A prima vista Disconnect presenta un titolo quanto mai ironico, dal momento che tutti i personaggi che lo popolano sono perennemente connessi grazie a portatili, tablet e telefoni cellulari.
Abbiamo un diciottenne che per vivere si vende nelle chat-room erotiche, due bulletti che creano un profilo falso per prendersi gioco del classico outsider, una donna in crisi col marito che trova conforto in un gruppo di sostegno online. Persino le varie vicende sono “connesse” fra loro, la disconnessione cui si accenna è casomai riferita alla cosiddetta vita reale, all’incapacità di avere una comunicazione che possa definirsi tale.
Anche le parole che compongono le conversazioni in chat appaiono sullo schermo (il grande schermo, in questo caso) come se fossero distanti, come se non venissero realmente digitate, realmente dette.
Il tema che viene adottato come pretesto narrativo, le insidie che può nascondere la rete, non è sicuramente fra i più nuovi ed originali. Oltre a questo il film mostra come la realtà si discosti dall’apparenza, sia nel caso del bullo Jason Dixon, che probabilmente vorrebbe solo attirare le attenzioni di un padre glaciale, che in quello della giornalista Nina Dunham, forse non così caritatevole come potrebbe sembrare – probabilmente, la vicenda che la coinvolge è la più interessante fra quelle proposte -.

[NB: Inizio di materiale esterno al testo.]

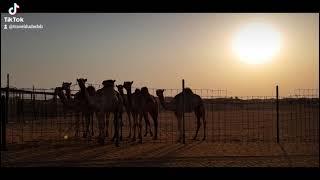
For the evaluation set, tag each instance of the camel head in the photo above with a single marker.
(120, 88)
(108, 83)
(127, 85)
(159, 92)
(144, 91)
(137, 91)
(58, 91)
(66, 85)
(91, 90)
(82, 82)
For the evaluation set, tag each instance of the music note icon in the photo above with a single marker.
(13, 10)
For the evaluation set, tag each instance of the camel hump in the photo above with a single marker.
(188, 90)
(108, 83)
(91, 90)
(144, 90)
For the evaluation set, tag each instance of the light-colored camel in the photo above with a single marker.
(142, 103)
(192, 102)
(70, 105)
(86, 111)
(149, 105)
(134, 101)
(107, 84)
(126, 105)
(106, 100)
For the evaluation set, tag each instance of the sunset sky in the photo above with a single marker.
(159, 50)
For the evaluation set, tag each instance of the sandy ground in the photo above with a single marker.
(149, 154)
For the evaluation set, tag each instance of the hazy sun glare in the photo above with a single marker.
(256, 43)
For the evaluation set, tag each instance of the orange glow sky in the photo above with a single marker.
(158, 50)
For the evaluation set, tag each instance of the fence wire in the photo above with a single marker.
(36, 115)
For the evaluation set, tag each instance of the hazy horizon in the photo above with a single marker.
(159, 50)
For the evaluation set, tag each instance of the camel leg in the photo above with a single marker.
(129, 118)
(147, 122)
(107, 124)
(204, 124)
(116, 128)
(155, 123)
(140, 126)
(87, 116)
(198, 125)
(77, 124)
(179, 121)
(101, 124)
(134, 126)
(121, 124)
(92, 128)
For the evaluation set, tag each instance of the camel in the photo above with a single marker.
(104, 101)
(106, 84)
(193, 102)
(149, 105)
(141, 103)
(135, 106)
(70, 105)
(126, 105)
(87, 112)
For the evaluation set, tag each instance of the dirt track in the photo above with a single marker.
(196, 154)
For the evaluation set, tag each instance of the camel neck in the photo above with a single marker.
(62, 98)
(129, 96)
(163, 103)
(68, 93)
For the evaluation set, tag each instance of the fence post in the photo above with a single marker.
(7, 100)
(183, 109)
(3, 123)
(277, 106)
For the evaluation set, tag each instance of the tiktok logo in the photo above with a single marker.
(13, 10)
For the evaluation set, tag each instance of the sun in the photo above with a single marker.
(256, 43)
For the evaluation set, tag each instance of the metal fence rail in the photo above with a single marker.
(35, 115)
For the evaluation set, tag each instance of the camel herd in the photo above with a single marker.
(137, 105)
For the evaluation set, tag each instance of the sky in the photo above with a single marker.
(159, 50)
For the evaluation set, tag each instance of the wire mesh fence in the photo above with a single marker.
(37, 115)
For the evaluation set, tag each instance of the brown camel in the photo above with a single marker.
(87, 111)
(142, 103)
(149, 105)
(193, 102)
(126, 105)
(106, 100)
(70, 105)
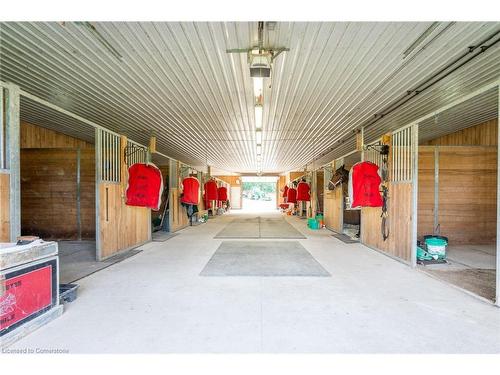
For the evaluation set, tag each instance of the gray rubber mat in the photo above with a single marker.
(344, 238)
(161, 236)
(263, 258)
(260, 227)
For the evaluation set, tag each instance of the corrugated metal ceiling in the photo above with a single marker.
(175, 81)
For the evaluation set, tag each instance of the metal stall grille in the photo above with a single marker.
(373, 155)
(108, 155)
(135, 153)
(403, 147)
(328, 174)
(3, 154)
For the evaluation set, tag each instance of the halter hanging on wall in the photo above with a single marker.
(131, 150)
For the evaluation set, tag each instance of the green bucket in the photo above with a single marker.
(436, 246)
(313, 223)
(424, 255)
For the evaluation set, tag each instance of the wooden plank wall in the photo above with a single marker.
(484, 134)
(49, 184)
(4, 207)
(33, 136)
(333, 206)
(232, 181)
(280, 185)
(425, 190)
(399, 243)
(164, 174)
(399, 221)
(121, 227)
(49, 193)
(179, 212)
(320, 192)
(467, 193)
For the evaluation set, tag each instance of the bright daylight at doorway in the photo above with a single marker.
(259, 193)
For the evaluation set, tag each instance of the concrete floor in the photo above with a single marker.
(470, 267)
(157, 302)
(77, 259)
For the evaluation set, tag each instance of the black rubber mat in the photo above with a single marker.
(263, 258)
(162, 236)
(260, 227)
(344, 238)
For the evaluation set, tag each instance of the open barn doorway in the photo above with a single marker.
(259, 193)
(457, 195)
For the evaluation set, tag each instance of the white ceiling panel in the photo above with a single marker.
(175, 80)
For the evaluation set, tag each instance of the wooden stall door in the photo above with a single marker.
(333, 204)
(4, 207)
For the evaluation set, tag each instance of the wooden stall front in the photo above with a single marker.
(457, 185)
(400, 193)
(121, 227)
(57, 185)
(4, 207)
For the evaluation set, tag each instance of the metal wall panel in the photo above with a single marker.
(175, 81)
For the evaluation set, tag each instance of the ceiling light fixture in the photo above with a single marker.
(258, 117)
(258, 137)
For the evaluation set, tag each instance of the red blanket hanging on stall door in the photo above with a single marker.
(285, 191)
(145, 185)
(303, 190)
(211, 190)
(291, 196)
(222, 194)
(365, 182)
(190, 190)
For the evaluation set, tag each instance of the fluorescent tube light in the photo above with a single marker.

La regia è equilibrata, forse leggermente impersonale, ed alterna sapientemente macchina fissa e macchina a mano, così come ci si aspetta da un documentarista. Il ritmo è sostenuto ed alle spalle vi è una sceneggiatura che non lascia spazio a cali di alcun tipo. Unica nota stonata, la lunga, stucchevole sequenza in slow motion che rimanda esplicitamente ad un certo cinema di Von Trier.
Insomma il film di Henry-Alex Rubin non intende demonizzare la tecnologia, la solitudine e l’alienazione esistono da sempre. Disconnect può ricordarci, al limite, quanto sia rapido rifugiarsi nel mondo virtuale, e quanto questo possa essere considerato null’altro che uno specchio della vita reale.